Snowden: no Daniel Ellsberg
Opinion differs, even on the left (and I use the term in its broadest sense), as to the significance of Edward Snowden’s revelations. Francis Sedgemore reckons it’s a pretty big deal whereas Workers Liberty seems somewhat more sanguine.
But what most of us could agree on, at least until now, was that Snowden seemed to be a well-intentioned and quite brave individual, entirely worthy of our support.
But his decision to flee rather than face the consequences of his actions, has inevitably diminished his credibility. And worse, his apparent willingness to seek refuge in some of the most repressive states in the world, can only make things worse. The hand of the tyrant-lover and arch-hypocrite Assange is obviously behind this, manipulating a second vulnerable, idealistic young man (poor Bradley Manning being the first).

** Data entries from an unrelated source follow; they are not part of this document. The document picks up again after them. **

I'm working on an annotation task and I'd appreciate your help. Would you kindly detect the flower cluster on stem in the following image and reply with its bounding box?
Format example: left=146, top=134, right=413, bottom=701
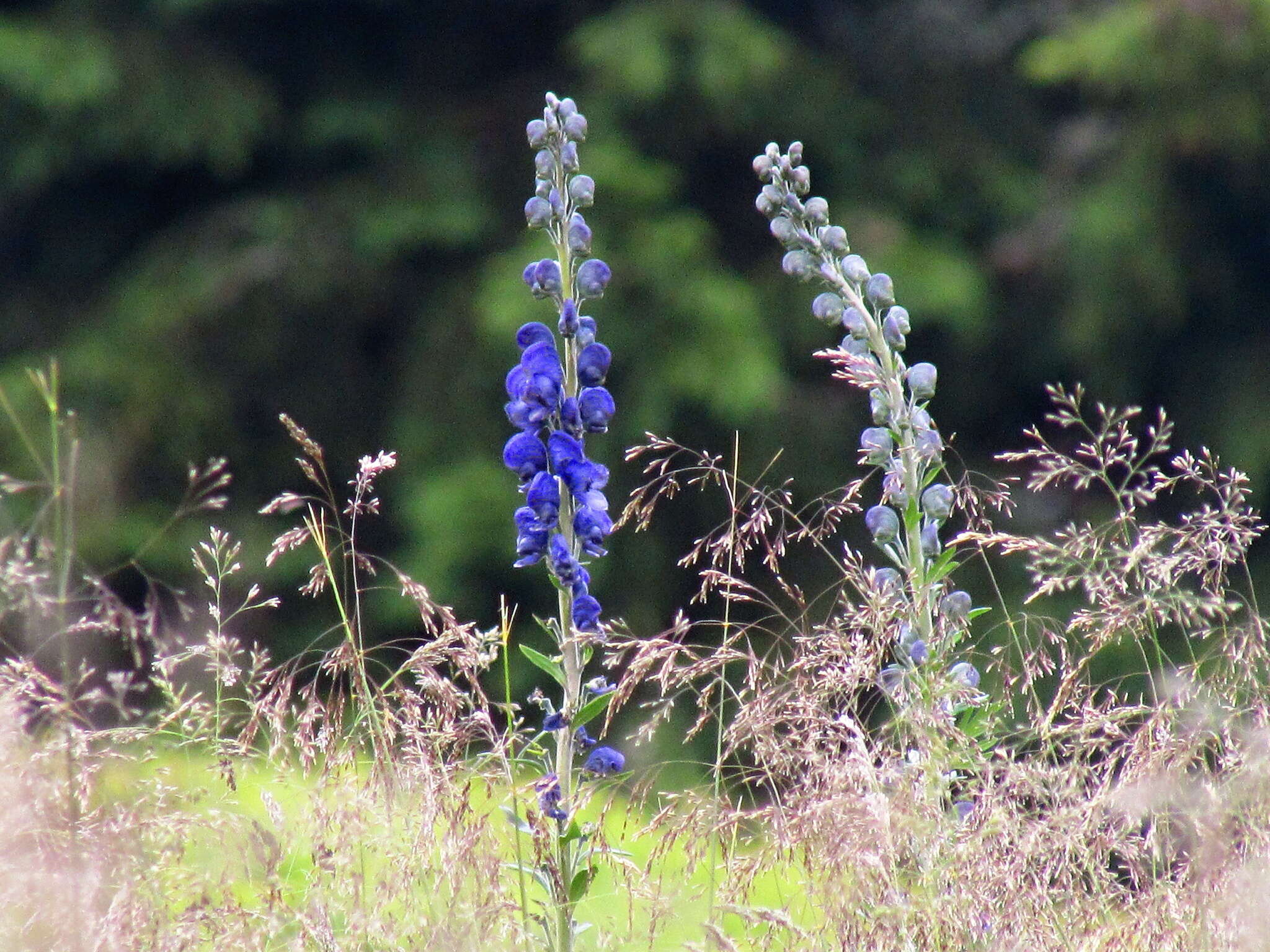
left=753, top=142, right=979, bottom=712
left=503, top=93, right=624, bottom=948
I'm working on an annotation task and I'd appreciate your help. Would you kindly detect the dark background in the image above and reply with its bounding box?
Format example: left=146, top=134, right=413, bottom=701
left=0, top=0, right=1270, bottom=680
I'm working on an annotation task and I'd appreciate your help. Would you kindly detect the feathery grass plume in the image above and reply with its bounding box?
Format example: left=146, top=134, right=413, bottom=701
left=753, top=142, right=985, bottom=766
left=503, top=93, right=625, bottom=952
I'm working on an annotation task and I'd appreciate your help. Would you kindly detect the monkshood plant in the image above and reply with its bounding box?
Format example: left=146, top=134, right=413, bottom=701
left=753, top=142, right=987, bottom=777
left=503, top=93, right=625, bottom=950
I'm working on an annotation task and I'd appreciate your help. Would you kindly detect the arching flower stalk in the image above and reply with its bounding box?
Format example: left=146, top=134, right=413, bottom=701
left=755, top=142, right=987, bottom=766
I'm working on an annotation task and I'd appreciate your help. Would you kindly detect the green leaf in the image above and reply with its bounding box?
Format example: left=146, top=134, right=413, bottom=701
left=926, top=549, right=960, bottom=585
left=569, top=693, right=613, bottom=730
left=503, top=863, right=551, bottom=895
left=517, top=645, right=564, bottom=688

Daniel Ellsberg, the leaker of the Pentagon papers, has been unstinting in his support for Snowden, but the truth is that there’s a fundamental difference between the two: Ellsberg faced up to the consequences of his actions and stood before his accusers. Come to that, so has Bradley Manning. Snowden has slunk away (and yes, I know it’s easy for me to sound off from the safety of my comfy little home, but the point stands nonetheless).
“It’s a tragedy that Snowden’s made this mistake because what he had to reveal about the US security state was very troubling. But while the message remains important, the messenger has been exposed as unworthy of it. Snowden’s totalitarian tour is an embarrassment to his cause.”